Dia mengatakan, dia ingin fokus pada berusaha keras setiap hari untuk menyalurkan bantuan kemanusiaan ke Gaza. Cameron juga tidak terlalu tertarik dengan pengiriman pesan melalui tindakan politik, seperti mengakhiri penjualan senjata.
"Saya tertarik dengan apa yang bisa kita lakukan, guna memaksimalkan tekanan Inggris dan hasil yang akan membantu kehidupan orang-orang, termasuk membebaskan para sandera, termasuk warga negara Inggris," kata Cameron.
Menlu Inggris tersebut menolak gagasan pasukan Inggris mendarat di Gaza, seraya menambahkan hal itu adalah risiko yang tidak boleh kita ambil. Komentar ini muncul setelah adanya laporan bahwa pihak berwenang Inggris sedang mempertimbangkan pengiriman pasukan Inggris ke Gaza, untuk membantu menyalurkan pasokan kemanusiaan dari dermaga sementara yang sedang dibangun oleh militer AS.

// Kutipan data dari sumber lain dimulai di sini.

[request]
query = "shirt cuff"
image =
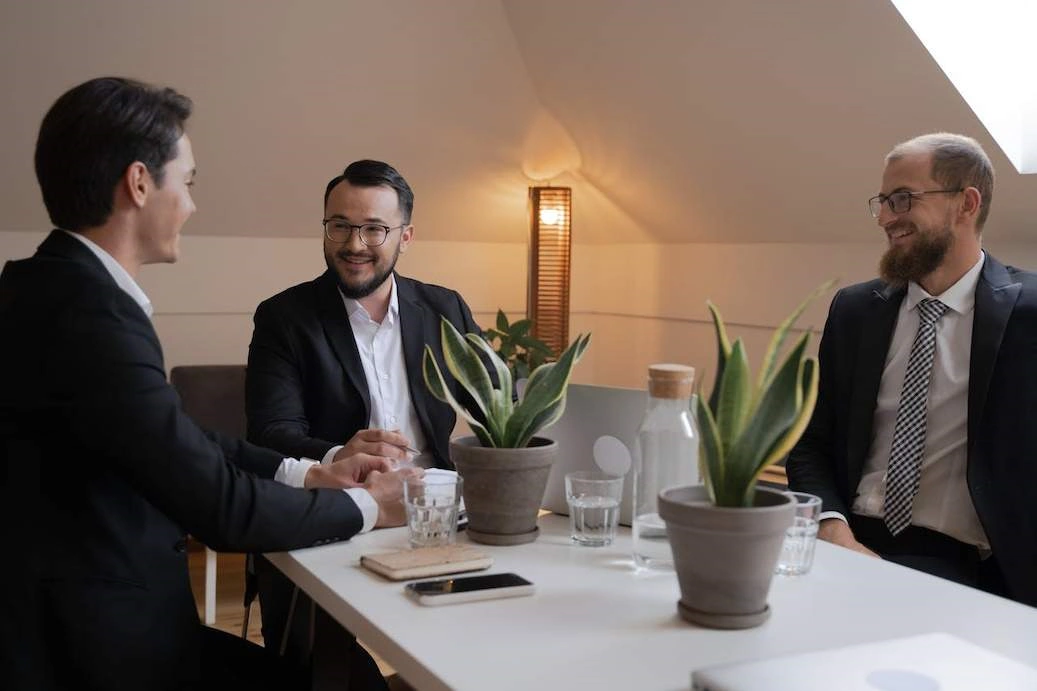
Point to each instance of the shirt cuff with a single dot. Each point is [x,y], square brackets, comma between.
[292,471]
[828,515]
[365,502]
[330,454]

2. AS ancam Israel untuk hentikan pasokan senjata jika menyerang Rafah

Pekan lalu, Presiden AS Joe Biden mengubah salah satu hubungan strategis paling signifikan di dunia, dengan mengatakan bahwa pemerintahannya akan berhenti memasok senjata dan artileri ke Israel, jika negara itu melanjutkan rencana invasi ke Rafah. Saat ini Rafah menjadi tempat berlindung sekitar 1,4 juta warga Gaza dan diklaim Tel Aviv sebagai benteng terakhir Hamas.

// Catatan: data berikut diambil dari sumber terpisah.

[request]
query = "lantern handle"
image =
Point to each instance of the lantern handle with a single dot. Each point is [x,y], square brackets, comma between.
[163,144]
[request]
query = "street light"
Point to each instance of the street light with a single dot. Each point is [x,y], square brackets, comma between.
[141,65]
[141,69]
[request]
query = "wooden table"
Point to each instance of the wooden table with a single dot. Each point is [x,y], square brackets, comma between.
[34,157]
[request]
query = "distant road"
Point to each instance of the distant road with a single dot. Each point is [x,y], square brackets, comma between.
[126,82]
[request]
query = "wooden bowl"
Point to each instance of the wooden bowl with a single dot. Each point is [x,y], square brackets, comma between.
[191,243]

AS juga mengatakan, penggunaan senjata yang disediakan Washington di Gaza kemungkinan besar melanggar hukum kemanusiaan internasional. Namun, kondisi masa perang menghalangi para pejabat AS untuk menentukan hal itu secara pasti dalam serangan udara tertentu.

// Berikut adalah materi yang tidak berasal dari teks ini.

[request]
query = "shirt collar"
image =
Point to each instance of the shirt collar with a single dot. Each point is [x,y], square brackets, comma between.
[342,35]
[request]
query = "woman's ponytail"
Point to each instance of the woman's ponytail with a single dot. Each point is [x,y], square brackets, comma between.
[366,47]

Di sisi lain, Israel mengatakan bahwa pihaknya akan melanjutkan operasi yang telah direncanakan di Rafah meskipun AS. Sekutu-sekutunya pun telah memperingatkan bahwa serangan darat dapat mengakibatkan jatuhnya korban sipil secara massal hingga krisis kemanusiaan.
3. Oposisi Inggris menyerukan penghentian penjualan senjata ke Israel

Partai Buruh yang merupakan oposisi Inggris dan kelompok hak asasi manusia berpendapat, London harus mengambil posisi serupa dengan AS dan menghentikan penjualan senjata atau komponen buatan Inggris dalam serangan di Rafah.
Kelompok nirlaba Campaign Against Arms Trade memperkirakan, nilai riil ekspor senjata Inggris ke Israel setidaknya mencapai 1 miliar poundsterling (sekitar Rp20,1 triliun) sejak 2015. Angka itu jauh lebih tinggi daripada angka pemerintah.
"Industri Inggris, yakni BAE Systems, menyediakan sekitar 15 persen komponen pesawat tempur siluman F-35 yang digunakan Israel," ungkapnya, dikutip dari Associated Press.
Kelompok itu menambahkan, jet-jet tersebut digunakan dalam pemboman baru-baru ini di Gaza. Nilai penuh dari komponen dan lisensi lainnya tidak diketahui.